Tidak Ikut Sekolah Usia Dini
"Kakang sudah sekolah?”
Pertanyaan ini sering dilontarkan orang-orang, terlebih setelah Kakang—Abizar, putra sulung saya—memasuki usia 2 tahun. Sebetulnya saya menganggap pertanyaan semacam ini wajar karenaumumnya anak-anak seusia Abizar (atau bahkan lebih muda) di lingkungan kami sudah diikutsertakan dalam kegiatan pendidikan usia dini seperti daycare. Namun saya memilih jalur yang mungkin tidak terlalu populer: tidak mengikutkan Abizar ke tempat pendidikan usia dini di luar rumah.
Beberapa orang ada saja yang berkomentar lebih lanjut,
“Kenapa gak disekolahin? Ke daycare lah minimal. Biar mandiri anaknya gak takut orang.”
“Biar belajar sosialisasi kan anaknya. Lagi pula kan hanya bermain-main saja kok.”
Saya ingin sedikit berbagi tentang bagaimana proses sampai akhirnya kami membuat keputusan untuk belum mengikutsertakan Abizar ke lembaga pendidikan usia dini apa pun, termasuk daycare. Siapa tahu ada Urban Mama yang sedang galau akan perlu atau tidaknya meikutsertakan buah hatinya ke sekolah usia dini.
Awal-awal masa menjadi ibu baru, tentu saya juga mengalami kebingungan tentang segala sesuatu yang berkaitan dengan pengasuhan anak.
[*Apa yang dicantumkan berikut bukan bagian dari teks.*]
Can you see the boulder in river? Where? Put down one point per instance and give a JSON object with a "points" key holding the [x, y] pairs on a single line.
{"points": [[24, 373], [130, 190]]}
Berangkat dari rasa ingin tahu, saya berusaha menambah pengetahuan parenting dari berbagai sumber. Khusus untuk hal pendidikan usia dini, dimulai dengan mengumpulkan informasi tentang apa yang sebetulnya anak-anak butuhkan sesuai dengan tahapan usianya. Informasi ini saya cari dari dari berbagai kalangan yang menurut saya kompeten, di antaranya dari dokter anak, psikolog anak, dan praktisi pendidikan anak yang sesuai dengan preferensi agama, dengan tujuan agar dapat membentuk gambaran yang koheren dari berbagai perspektif.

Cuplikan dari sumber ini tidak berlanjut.